Tricky Science, Real Risk

Climate Change and Health

By Jessica Keralis

Earlier this summer, The New York Times published an article on the complicated scientific relationship between climate change and health outcomes. The article’s tone was cautious, and it acknowledged early on that public health initiatives based on climate risk are politically fraught, and, in some cases, the science is not as robust as some would like. Several health-effects that environmental advocates frequently link to climate, including vector-borne diseases (e.g., malaria and dengue), natural disasters, and temperature extremes were examined, along with the strength of the research behind each association. The central point of the article is that the science examining climate and its effects on health is, as most scientists will cheerfully admit, quite complicated, and the data that the scientific community has on the subject is incomplete and patchy for many countries and geographic regions.

Korea is certainly no stranger to climate-related health woes. I was warned about “yellow dust” almost as soon as I arrived in Korea in 2012. This spring phenomenon in which prevailing winds bring clouds of fine dust from the deserts of northern China and Mongolia, causes sore throats and respiratory distress in healthy people and can be fatal for those who already have asthma or other respiratory conditions, Pollution and desertification in recent years has made the problem worse. The country’s autumn haze also made headlines, not to mention Jen Lee’s “Dear Korea” comic, this year, with Greenpeace challenging the conventional wisdom that China is the primary culprit. According to the group’s analysis, Korea’s own coal-fired power plants could be responsible for up to 70% of the fine particle-laden smog, also known as PM2.5; at best, it is a 50-50 split. Greenpeace alleges that the air pollution generated by the country’s coal plants are responsible for up to 1,600 deaths.

The link between air pollution and health-effects is pretty clear-cut, but what about climate change itself? Are disease-carrying vectors like mosquitoes really expanding their range, and if so, does that directly result in more cases of mosquito-transmitted diseases? The US National Oceanic and Atmospheric Administration (NOAA) established that 2015 had the hottest summer ever recorded, but are heat waves and temperature extremes definitively linked to more deaths or hospitalizations? Alas, answers to these questions are less clear. “There’s a lot of evidence showing that extreme weather can hurt people, but what we don’t know is whether those effects are getting worse,” says Columbia University Climate and Health Program director Patrick L. Kinney, who points out that scientists do not yet have the long-term data needed to pinpoint how climate change is affecting health. Similarly, Mary H. Hayden, a scientist who studies climate and health, explains that it is difficult to establish with certainty that climate is directly driving vector-borne diseases. “I don’t think we can dismiss the role of climate. But can we say there is a direct causal link? No, we can’t. It’s more complex than that.”

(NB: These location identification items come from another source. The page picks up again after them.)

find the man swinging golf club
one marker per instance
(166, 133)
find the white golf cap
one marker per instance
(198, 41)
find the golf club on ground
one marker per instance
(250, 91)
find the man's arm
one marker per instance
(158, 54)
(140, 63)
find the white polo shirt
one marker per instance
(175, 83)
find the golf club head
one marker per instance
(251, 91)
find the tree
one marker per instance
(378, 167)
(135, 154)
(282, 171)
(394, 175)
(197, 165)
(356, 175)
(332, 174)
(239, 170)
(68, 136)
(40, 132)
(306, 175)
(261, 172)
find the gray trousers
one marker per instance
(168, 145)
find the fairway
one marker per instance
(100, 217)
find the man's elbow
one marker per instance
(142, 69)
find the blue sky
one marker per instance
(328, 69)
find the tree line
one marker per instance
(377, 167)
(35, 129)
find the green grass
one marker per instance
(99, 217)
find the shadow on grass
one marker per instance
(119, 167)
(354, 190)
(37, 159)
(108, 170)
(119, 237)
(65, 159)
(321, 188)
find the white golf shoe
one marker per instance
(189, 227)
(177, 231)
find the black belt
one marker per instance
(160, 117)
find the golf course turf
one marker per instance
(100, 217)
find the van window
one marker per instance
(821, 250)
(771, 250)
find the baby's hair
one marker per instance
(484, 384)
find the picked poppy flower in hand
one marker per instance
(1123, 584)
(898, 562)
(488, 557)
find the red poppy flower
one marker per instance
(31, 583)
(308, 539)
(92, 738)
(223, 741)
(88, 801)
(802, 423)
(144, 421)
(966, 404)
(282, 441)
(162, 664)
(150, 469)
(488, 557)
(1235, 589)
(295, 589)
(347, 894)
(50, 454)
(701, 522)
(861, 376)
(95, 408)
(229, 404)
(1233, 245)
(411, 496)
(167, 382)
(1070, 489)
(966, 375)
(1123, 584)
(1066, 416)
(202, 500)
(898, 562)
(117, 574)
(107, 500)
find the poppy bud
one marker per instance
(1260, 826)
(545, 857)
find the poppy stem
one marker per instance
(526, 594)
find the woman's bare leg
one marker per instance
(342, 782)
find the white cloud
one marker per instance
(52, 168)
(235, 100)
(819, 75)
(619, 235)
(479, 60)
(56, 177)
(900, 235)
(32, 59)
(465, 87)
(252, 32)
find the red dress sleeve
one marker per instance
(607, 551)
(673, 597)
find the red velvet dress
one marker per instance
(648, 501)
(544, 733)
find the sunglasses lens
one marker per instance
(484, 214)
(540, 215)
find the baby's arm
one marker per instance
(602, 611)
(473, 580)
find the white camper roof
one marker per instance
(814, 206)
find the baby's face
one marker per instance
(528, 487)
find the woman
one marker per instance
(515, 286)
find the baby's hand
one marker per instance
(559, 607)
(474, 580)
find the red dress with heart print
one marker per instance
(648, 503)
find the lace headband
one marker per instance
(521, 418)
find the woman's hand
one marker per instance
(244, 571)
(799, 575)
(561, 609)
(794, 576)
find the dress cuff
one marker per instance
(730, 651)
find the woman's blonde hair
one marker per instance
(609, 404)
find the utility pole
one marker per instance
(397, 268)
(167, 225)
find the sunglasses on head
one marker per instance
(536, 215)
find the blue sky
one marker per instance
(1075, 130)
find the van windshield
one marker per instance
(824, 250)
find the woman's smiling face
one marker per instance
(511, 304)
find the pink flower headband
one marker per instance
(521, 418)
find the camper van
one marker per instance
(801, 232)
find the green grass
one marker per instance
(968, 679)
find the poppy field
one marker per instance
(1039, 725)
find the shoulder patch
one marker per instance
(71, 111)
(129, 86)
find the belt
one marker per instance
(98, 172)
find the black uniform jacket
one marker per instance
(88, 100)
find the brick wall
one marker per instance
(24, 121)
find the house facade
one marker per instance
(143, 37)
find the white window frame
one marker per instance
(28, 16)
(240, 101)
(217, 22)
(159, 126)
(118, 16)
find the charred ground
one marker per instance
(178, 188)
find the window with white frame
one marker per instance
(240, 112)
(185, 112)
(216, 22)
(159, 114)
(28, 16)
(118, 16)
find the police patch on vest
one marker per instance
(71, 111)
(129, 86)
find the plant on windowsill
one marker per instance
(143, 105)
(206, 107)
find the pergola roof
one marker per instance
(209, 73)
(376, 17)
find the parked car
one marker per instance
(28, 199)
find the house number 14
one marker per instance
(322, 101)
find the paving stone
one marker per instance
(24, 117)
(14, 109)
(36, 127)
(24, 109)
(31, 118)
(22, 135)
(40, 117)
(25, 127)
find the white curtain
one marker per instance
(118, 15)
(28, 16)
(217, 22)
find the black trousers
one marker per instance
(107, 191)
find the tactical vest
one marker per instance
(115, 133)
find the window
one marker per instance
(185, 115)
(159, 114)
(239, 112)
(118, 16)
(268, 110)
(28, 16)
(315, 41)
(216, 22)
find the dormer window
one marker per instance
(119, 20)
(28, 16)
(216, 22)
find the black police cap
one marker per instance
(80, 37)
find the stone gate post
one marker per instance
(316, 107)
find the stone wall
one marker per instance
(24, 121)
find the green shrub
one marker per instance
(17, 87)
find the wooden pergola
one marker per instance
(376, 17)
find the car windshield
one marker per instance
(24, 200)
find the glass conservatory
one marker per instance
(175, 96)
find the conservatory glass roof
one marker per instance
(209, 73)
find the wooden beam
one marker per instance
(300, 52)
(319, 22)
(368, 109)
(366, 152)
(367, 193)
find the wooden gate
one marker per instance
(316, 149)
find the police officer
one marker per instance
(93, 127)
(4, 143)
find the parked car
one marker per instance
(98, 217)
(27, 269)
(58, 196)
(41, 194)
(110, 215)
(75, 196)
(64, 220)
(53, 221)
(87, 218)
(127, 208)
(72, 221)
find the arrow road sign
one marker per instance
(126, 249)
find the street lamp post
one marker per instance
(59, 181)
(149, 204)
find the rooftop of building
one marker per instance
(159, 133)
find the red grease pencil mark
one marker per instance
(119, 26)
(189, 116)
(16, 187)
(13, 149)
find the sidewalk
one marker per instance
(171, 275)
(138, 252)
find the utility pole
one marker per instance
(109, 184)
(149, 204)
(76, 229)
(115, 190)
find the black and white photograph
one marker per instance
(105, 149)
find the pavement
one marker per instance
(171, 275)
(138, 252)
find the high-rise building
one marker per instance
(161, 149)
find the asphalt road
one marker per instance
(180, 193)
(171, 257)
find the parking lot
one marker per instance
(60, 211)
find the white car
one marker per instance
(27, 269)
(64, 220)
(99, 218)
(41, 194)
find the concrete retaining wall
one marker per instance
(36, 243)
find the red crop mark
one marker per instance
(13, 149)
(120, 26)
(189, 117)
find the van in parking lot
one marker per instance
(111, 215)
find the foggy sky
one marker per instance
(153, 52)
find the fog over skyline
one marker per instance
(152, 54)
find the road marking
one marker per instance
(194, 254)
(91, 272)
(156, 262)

This, of course, is the primary struggle with translating science into real political action: complexity is difficult to convey, and scientific research has an extremely high bar when it comes to making definitive statements. Findings are always open to challenge, research is always ongoing, and climate change in particular can be politically toxic because it is so closely intertwined with energy and economic policy. The upside to this, however, is that we now have much more data than we used to, in no small part, thanks to increased political will and a greater sense of urgency.

Waiting for the science to be indisputable carries its own costs. In the early years of the HIV epidemic, for example, many epidemiologists had a good idea of what was causing AIDS, but because the science of virology was not as developed as it is now, it took nearly seven years for the virus itself to be identified. As a result, they received pushback from politicians, business leaders, and blood banks demanding proof before they were willing to take action. The scientists’ warnings went unheeded, and many more died as a result. Climate change activists are facing a similar struggle now. As Dr. Kinney noted in the New York Times piece, “…if we wait for the health evidence to be ironclad, it may well be too late.”